Swift Current resident Meghan Chisholm became the first person from Saskatchewan to swim across the English Channel on July 22. She used her swim to raise $11,000 for JDRF.
“When Meghan took on this purpose to swim the English Channel it was her goal that she wanted to attached a charity to it and she elected to do JDRF just by the connection she had with this person from our group,” Donna said. “She was part of our poker tournament and she did some fundraising on her own. She just took it on her own to do this for herself and throw us alongside for the ride, which was an honourfor us.”

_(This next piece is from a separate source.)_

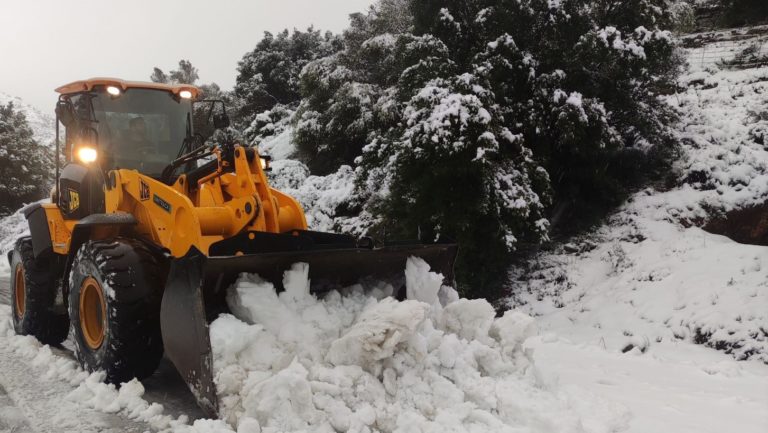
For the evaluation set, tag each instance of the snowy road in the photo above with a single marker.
(23, 398)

The Southwest Type 1 Sharps benefitted from a barrel racing and team roping event on Aug. 22 that raised $7,500. It was hosted by Donny and Krista Duncan on their farm north of Swift Current in association with Zane and Danielle Banadyga, whose five-year-old daughter was diagnosed with Type 1 diabetes when she was only 15 months old.
Denis Perrault, who was diagnosed 19 years ago with Type 1 diabetes, volunteered at the roping event and also emceed the walk.
“Donny is a team roper and so are his buddies and he got them all in,” he said. “He had guys as far as northern Alberta that drove just to come to this. We got great ideas for next year.”
Perrault is an ambassador for the JDRF walk in Swift Current and he appreciates the efforts by the Southwest Type 1 Sharps to raise awareness and funds for diabetes research.
“We need a cure and we’re going to see one, I believe in the next five to 10 years, but cures cost money,” he said. “That’s were all of our money is headed. It’s headed right to find a cure for juvenile diabetes.”